Every Second Counts - Up to 80% Savings Potential Hidden in Cloud Service Costs

Typical reporting of business performance indicators can accumulate long-hidden errors and unnecessary costs in an organization's cloud services. In this blog, I will discuss where these hidden errors typically originate and how costs can be optimized in the Databricks and Microsoft Fabric environments.

Hidden errors and costs in cloud services typically start accumulating from the planning phase, or rather, from a lack of planning. It is not uncommon, for example, for data to be run into data centers on automatic settings, systems not to be turned off, or jobs not to be properly terminated. Data centers may regularly grind away data that is completely wasted every weekend without anyone knowing. Preventing this does not require a six-month customization project. Often, just a few more hours of planning time and asking the right questions can prevent these issues from arising. Investing time in overall planning yields significant savings in the long run. The foundation of cost-optimized data operations is built on cloud-native data warehousing. From a cost perspective, the best solutions can be divided into two components: data storage and optimizing the use of cloud computing capacity.
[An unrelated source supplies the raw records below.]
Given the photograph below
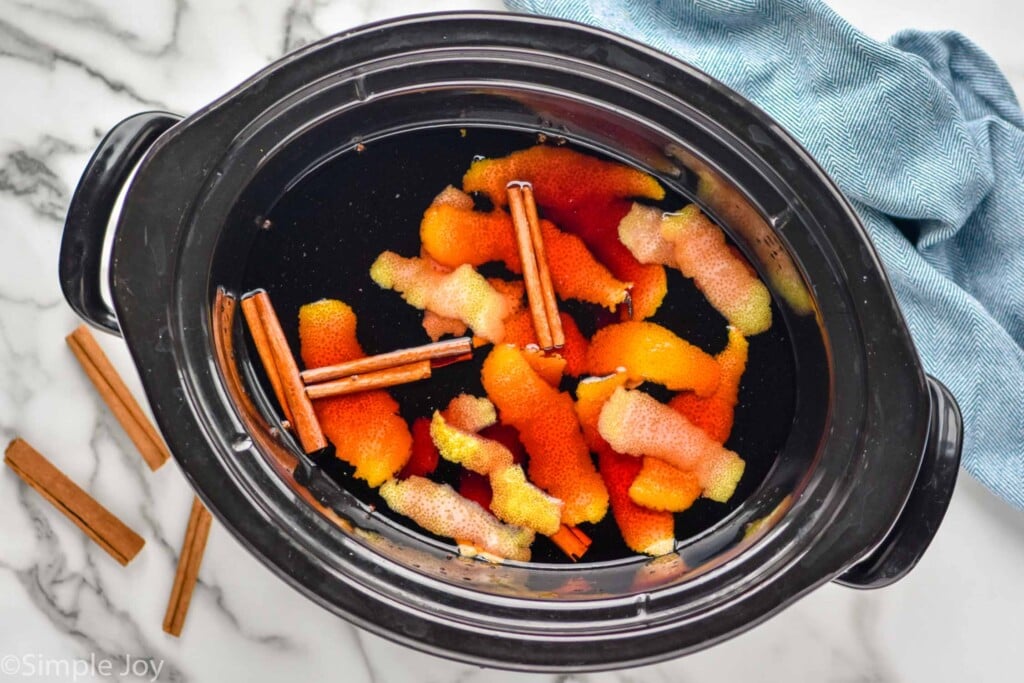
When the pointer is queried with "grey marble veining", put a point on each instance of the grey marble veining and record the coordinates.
(71, 69)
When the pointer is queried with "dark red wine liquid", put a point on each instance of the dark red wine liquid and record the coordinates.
(324, 233)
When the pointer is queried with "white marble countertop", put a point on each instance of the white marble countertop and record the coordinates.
(71, 69)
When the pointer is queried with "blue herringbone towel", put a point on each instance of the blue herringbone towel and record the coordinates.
(926, 137)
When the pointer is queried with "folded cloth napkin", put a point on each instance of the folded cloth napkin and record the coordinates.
(925, 136)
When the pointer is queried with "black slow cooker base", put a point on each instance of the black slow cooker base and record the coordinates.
(324, 233)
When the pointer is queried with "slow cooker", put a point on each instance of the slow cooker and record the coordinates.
(854, 496)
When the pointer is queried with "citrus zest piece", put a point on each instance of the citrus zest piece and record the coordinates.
(649, 351)
(462, 294)
(635, 423)
(365, 428)
(559, 461)
(439, 509)
(725, 280)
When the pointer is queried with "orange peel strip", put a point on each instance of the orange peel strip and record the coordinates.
(634, 423)
(470, 413)
(519, 332)
(644, 530)
(366, 428)
(702, 254)
(559, 174)
(715, 414)
(649, 351)
(440, 510)
(454, 236)
(559, 461)
(423, 460)
(462, 294)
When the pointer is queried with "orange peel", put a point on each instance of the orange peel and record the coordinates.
(423, 460)
(636, 424)
(714, 414)
(462, 294)
(455, 236)
(659, 485)
(725, 280)
(559, 175)
(643, 529)
(365, 428)
(559, 461)
(649, 351)
(519, 332)
(470, 413)
(439, 509)
(513, 499)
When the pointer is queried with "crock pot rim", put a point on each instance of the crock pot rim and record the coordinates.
(144, 334)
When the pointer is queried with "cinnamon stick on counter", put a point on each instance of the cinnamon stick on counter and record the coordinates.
(187, 572)
(117, 396)
(98, 523)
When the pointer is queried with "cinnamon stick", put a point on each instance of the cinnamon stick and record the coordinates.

From Linear to Logarithmic Cost Development

Business performance indicator reporting is often the first data management tool from which the benefits of cloud technology and data are sought. Typically, the solution is first tried in part or in just one business unit. The trial generates new management and production control tools, excitement, and a desire to expand the solution more broadly across different units of the organization. As an organization's data operations begin to expand, solutions begin to develop under the hood that do not take into account the activities of different units. Hidden costs start to accumulate if each business unit begins to expand its own data pipeline from its own starting points, processes data from its own perspectives, and does not consider, for example, the possibilities of data sharing. In this case, data may be run for processing thousands or tens of thousands of lines several times a day. As a result, the same things are achieved that could have been achieved by running the dataset once. Over time, this leads to linearly increasing and long-hidden costs. Instead of a linear growth curve, the goal should be logarithmic cost development: the more data and computing, the less cost relative to the amount of data and results.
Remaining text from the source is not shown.